Peygamber efendimizin süt annelerine karşı
tavrı sıla-i rahmi daha geniş manasıyla anlamamızı sağlamaktadır.
Ebû Leheb'in
cariyesi bulunan Süveybe, oğlu Mesruh ile birlikte Peygamber (s.a.v.)'i
emzirmiştir. Daha önce, Resûl-i Ekrem (asv)'in amcası bulunan Hz. Hamza’ya da
süt annelik yapan Süveybe, daha sonra Ebû Seleme’yi de emzirmiş bulunmaktadır.
Bu emzirme, Halime-i Sa'diye'den önceki günlerde olmuştur. [8]
Resûlullah
(s.a.v,), Mekke'de bulunduğu sırada, Süveybe'yi ziyaret eder, hatırını sorar ve
kendisine yardımda bulunurdu. Medine-i Münevvere'ye hicret ettikten sonra da bu
ilgisini devam ettirmiş ve ona giyecek elbiseler göndermiştir.[9] Yine
peygamberimizin süt kardeşi olan Şeyma’yı
Huneyn muharebesinde tanıması onu
özgür bırakması, kendisine izzet ü ikramda bulunması buna örnek verilebilir.
EFENDİMİZ VE
SILA-İ RAHİM
Edep ve fazilete
dayanan her düstur nasıl peygamberimizin kucağında yeşermişse aynı şekilde
sıla-i rahim olgusu da onun kucağında filizlenmiştir. Peygamberimizin bir annesi
veya babası yoktu. Sıla-i rahim yapacağı asıl zatlar yoktu çevresinde; ama o
herkese bir anne baba sevgisiyle yaklaşıyordu. Komşularına, süt anne ve
kardeşlerine, arkadaşlarına, amca ve dayılarına annesine ve babasına göstermesi
muhtemel sevgiyi gösteriyordu. Esasında onun toplumunda sıla-i rahmin pek yeri de yoktu. Akraba eş
dost gözetilmiyordu. Çocuklar babalarını bilmedikleri için dayılarına baba
diyorlardı. Dayılar da yeğenlerine oğlum diye hitap ediyordu.[10] Peygamberimizin
akrabalarını gözetmesi herkesi şaşırtıyor, onun bu meziyetini dile getirmekten
hoşlanıyorlardı. Nitekim peygamberimiz ilk vahyin akabinde Hz. Hatice
validemizin yanına geldiğinde peygamberimize annemizin hitabı şöyle olmuştur:
“Hayır Allah
seni zayi etmeyecektir. Şüphesiz sen yoksulu gözetir, akrabayı ziyaret eder,
ihtiyaç sahiplerinin ihtiyacını karşılarsın.”
Annemizin bu
sözleri cahiliyye insanının bu ahlaktan çok uzak olduğu izlenimini bizde
uyandırmaktadır. Aynı şekilde Hz. Ebubekir efendimizin de peygamberimize böyle
bir hitabı bulunmaktadır.
Nübüvvetin
gelmesiyle beraber peygamberimizin sıla-i rahme verdiği önem artmıştır.

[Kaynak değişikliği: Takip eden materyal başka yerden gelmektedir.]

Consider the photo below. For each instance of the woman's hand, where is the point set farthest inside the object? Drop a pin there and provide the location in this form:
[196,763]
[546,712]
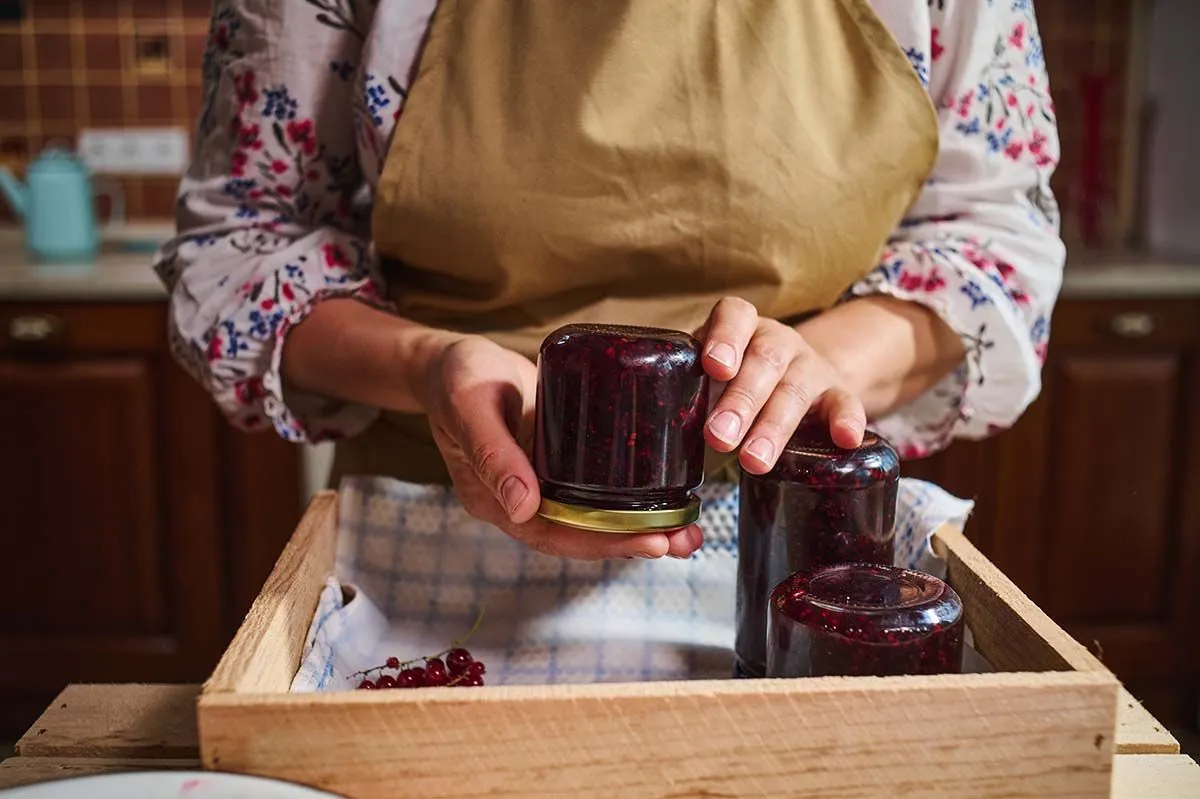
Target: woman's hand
[479,398]
[774,378]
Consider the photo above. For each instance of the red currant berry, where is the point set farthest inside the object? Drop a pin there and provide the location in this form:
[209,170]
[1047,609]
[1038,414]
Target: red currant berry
[459,660]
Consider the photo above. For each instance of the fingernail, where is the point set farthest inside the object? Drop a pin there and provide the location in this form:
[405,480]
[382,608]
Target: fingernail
[513,491]
[723,354]
[761,450]
[726,426]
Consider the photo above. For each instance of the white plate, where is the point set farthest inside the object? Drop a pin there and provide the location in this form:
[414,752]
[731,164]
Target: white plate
[165,785]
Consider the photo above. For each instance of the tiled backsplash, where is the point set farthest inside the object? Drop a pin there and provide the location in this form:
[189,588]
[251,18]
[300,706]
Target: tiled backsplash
[73,64]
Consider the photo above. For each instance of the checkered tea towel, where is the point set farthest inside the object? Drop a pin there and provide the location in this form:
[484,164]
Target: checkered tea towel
[414,570]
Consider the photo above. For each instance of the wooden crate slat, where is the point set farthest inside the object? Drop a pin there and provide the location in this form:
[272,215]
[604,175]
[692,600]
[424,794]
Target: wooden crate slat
[27,770]
[117,721]
[1043,726]
[265,653]
[1140,733]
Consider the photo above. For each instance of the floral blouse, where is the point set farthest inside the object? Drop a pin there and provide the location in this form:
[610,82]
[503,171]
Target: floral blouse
[299,106]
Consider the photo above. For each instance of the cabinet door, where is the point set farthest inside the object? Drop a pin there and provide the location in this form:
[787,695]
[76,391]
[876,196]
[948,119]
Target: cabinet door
[1120,544]
[108,482]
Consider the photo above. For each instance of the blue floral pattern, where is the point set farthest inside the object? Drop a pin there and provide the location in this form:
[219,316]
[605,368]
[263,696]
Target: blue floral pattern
[298,131]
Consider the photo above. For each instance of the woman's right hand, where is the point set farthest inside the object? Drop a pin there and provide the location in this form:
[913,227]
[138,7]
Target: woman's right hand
[479,397]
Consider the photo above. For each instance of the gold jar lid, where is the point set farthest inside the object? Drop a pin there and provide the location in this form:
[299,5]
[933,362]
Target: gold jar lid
[616,521]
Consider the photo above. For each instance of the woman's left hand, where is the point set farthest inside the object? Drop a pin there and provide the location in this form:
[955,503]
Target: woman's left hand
[774,377]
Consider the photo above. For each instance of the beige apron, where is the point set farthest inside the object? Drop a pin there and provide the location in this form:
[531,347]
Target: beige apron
[634,161]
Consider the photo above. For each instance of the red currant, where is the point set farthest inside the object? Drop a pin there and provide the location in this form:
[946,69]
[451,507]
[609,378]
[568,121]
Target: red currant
[459,660]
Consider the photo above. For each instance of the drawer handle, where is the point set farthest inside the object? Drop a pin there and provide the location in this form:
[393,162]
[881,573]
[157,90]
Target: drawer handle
[35,329]
[1133,324]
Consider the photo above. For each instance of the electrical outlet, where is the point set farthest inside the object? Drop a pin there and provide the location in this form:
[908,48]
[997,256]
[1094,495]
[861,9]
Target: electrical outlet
[135,150]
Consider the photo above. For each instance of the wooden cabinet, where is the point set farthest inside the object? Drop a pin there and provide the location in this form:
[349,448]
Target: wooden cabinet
[137,524]
[1092,502]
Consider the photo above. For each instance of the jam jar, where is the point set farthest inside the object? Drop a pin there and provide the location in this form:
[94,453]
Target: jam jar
[618,433]
[820,505]
[863,619]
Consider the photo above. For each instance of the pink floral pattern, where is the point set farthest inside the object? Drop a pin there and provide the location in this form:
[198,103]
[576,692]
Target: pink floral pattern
[299,110]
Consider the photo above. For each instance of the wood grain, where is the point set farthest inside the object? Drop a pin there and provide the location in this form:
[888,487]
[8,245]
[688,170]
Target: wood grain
[1009,630]
[28,770]
[1155,776]
[966,736]
[265,653]
[117,721]
[1140,733]
[1014,734]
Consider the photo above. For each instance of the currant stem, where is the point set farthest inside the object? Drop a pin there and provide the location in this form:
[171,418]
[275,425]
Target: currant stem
[408,664]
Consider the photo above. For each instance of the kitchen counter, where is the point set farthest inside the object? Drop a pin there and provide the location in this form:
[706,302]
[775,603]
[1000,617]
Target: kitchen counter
[117,274]
[123,275]
[1115,276]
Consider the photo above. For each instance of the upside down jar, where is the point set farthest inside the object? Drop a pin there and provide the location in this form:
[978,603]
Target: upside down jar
[820,505]
[618,433]
[863,620]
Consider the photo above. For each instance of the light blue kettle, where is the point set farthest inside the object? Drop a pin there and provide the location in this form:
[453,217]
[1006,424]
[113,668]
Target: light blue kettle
[57,203]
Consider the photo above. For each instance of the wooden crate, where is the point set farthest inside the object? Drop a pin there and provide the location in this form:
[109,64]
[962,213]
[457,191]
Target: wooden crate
[1043,727]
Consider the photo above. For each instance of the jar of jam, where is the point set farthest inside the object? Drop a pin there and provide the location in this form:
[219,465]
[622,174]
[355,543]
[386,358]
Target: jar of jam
[863,619]
[618,436]
[820,505]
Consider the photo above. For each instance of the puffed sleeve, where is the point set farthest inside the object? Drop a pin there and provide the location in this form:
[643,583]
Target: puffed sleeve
[273,212]
[981,247]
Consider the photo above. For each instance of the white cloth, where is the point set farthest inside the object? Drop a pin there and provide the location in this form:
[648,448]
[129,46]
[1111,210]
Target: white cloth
[414,569]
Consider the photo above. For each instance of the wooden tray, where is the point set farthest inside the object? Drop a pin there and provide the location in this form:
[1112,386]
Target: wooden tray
[1043,727]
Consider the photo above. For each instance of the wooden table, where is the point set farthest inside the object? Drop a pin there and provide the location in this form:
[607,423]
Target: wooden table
[105,728]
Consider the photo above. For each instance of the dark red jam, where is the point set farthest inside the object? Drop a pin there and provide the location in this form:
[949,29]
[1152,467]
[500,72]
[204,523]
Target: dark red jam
[820,505]
[863,619]
[619,418]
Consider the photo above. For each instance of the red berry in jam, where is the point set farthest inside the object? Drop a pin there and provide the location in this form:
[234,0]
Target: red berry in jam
[619,418]
[820,505]
[457,660]
[863,619]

İslamiyet'in ilk yıllarından itibaren ilk inen Mekkî âyetlerde Hz. Peygamber'e
akrabalık ilişkilerinin gözetilmesi ve bu hususa dikkat edilmesi emredilmiştir.
Bu çerçevede peygamberimiz ilk önce tebliğ görevine kendi ailesi ile başlamış,
onları uyarmıştır. Defalarca yemekli toplantılar, ziyafetler düzenlemiş
ailesini hakikate ulaştırmaya çalışmıştır. Ayetlerin ışığında[11] onun bu
uygulamalarında esasında yakın akrabayı uyarmanın da bir sıla-i rahim olduğunu
öğreniyoruz.
İLAHİ BUYRUK
AKRABALIK BAĞLARINI GÖZETMEMİZİ İSTİYOR
Yaratıcı
yaratttığını en iyi bilendir.[12] Nasılki
bilgisayar mühendisleri icat ettikleri bilgisayarları en ince ayrıntısına kadar
bilir; Allah da kullarına neyin zarar verip neyin yarar sağlayacağını en iyi
bilmektedir.
Rabbimiz
toplumun fıtratının sıla-i rahim ile
korunacağını bizlere bildirmekte; terk edilmesi durumunda tefrika ve
düşmanlıkların olabileceğini buyurmaktadır. Bu yüzden İslam aile bağlarına
ciddi önem verir. Nakledeceğimiz ayetlerde bu çok rahatlıkla görülmektedir.
“Birbirinizle
dilekleştiğiniz Allah'tan ve akrabalık (bağlarını koparmak)tan sakının.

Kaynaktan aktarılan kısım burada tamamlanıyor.